Esta sensación primaveral tan agradable por el solecito y los almendros en flor, me está provocando unas subidas y bajadas de ánimo de infarto.

Parezco una dj a la que han desordenado el guión y tan pronto paso de buscar canciones antiguas de Julio Iglesias que me transportan a mi juventud  como “Hey” (http://youtu.be/5mfEJa7ydCQ) con ese Julio en plan galán de telenovela que cantaba con los ojos cerrados acompañado por sus chicas del coro…Mmm, me hubiera encantado hacerle los coros a Julio, ¿os acordáis de las trillizas que le acompañaban? pues una habría sido yo; a ponerme en modo latino y plantarme en la oficina a ritmo de “El Perdón” de Nicky Jam y Enrique Iglesias (http://youtu.be/hXI8RQYC36Q) a punto de descoyuntarme las caderas cuando subo las escaleras, aunque luego bajo la intensidad, claro, porque parecería una pirada si siguiera moviéndome así por la calle.
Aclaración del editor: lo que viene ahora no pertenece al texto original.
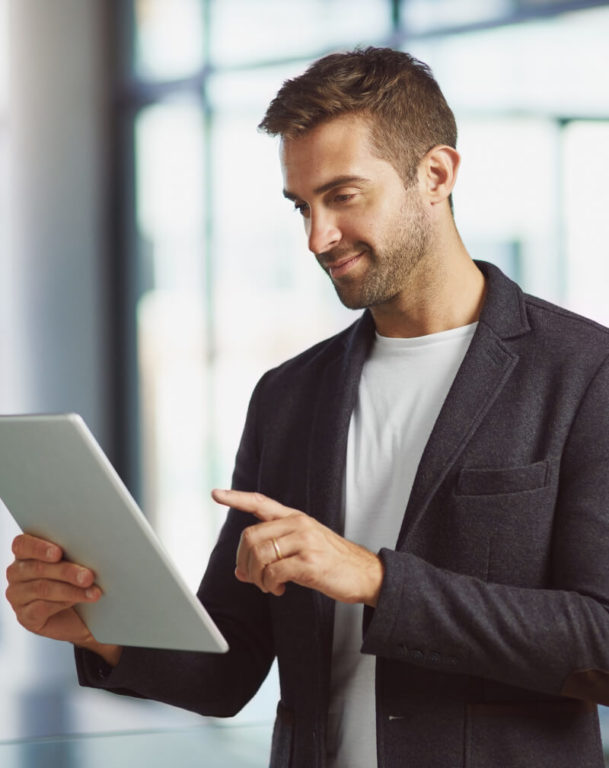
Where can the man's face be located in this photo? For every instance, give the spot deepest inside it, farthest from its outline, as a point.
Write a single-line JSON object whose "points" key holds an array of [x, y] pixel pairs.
{"points": [[367, 232]]}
En la oficina al borde de la lipotimia, ando suspirando con U2 y “One” (http://youtu.be/ZpDQJnI4OhU), mientras que en casa puedo echarme un dancing en la cocina al preparar la cena si escucho en la radio a La Gozadera con Marc Anthony  y su “Gente de zona” (http://youtu.be/VMp55KH_3wo) para juerga de mis hijos que acaban bailando y haciendo el ganso conmigo.

Y con las series de televisión nunca se si por más previsible que sea una escena acabaré con un nudo de la emoción para desesperación de mi marido que no sabe dónde meterse con tanta ñoñería o conseguiré permanecer impasible (pocas veces la verdad) pero es que no entiende que no soy yo, es esta primavera que me ha pillado por sorpresa y que me ha calado hasta los huesos, ¡qué más quisiera yo que poder mantenerme fría como el hielo y no que siento lo mío y lo de los demás con tanta intensidad que se me rompe el alma!.

Veis, está claro que sufro un brote de “primaveritis con un toque de mechas rubias” por lo menos de un nivel avanzado.

A ver si cambia el tiempo de una vez, se me pasa el sube y baja hormonal y duermo del tirón que aquí sigo insomne perdida, menos mal que es sábado si no, ¡no podría levantarme ni con las cornetas de la Legión!.